Boston Scientific Announces Court Decision Upholding Denial of Preliminary Injunction Against TAXUS Drug-Eluting Stent
(May 28, 2004) -- Boston Scientific Corporation (NYSE: BSX) announced today that the U.S. Court of Appeals for the Federal Circuit has affirmed a decision by the U.S. District Court in Wilmington, Delaware, which denied a motion by Cordis Corporation, a subsidiary of Johnson & Johnson, seeking a preliminary injunction against Boston Scientific's TAXUS™ drug-eluting stent. The District Court had issued its decision in November 2003, and Cordis appealed the denial of the injunction. Cordis had sought the injunction in a case accusing the TAXUS stent of infringing a Cordis patent. That case is scheduled for trial in June 2005, along with a case in which Boston Scientific accuses Cordis' CYPHER™ drug-eluting stent system of infringing two Boston Scientific patents. Boston Scientific has asserted four other patents against the CYPHER system, in a case scheduled for trial in October 2005.

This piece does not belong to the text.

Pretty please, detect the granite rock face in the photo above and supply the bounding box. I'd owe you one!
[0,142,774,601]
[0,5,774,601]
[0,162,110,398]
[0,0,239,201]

Boston Scientific is a worldwide developer, manufacturer and marketer of medical devices whose products are used in a broad range of interventional medical specialties. For more information, please visit: www.bostonscientific.com.
This press release contains forward-looking statements. The Company wishes to caution the reader of this press release that actual results may differ from those discussed in the forward-looking statements and may be adversely affected by, among other things, risks associated with litigation, clinical trials, the regulatory approval process, commercialization of new technologies and other factors described in the Company's filings with the Securities and Exchange Commission.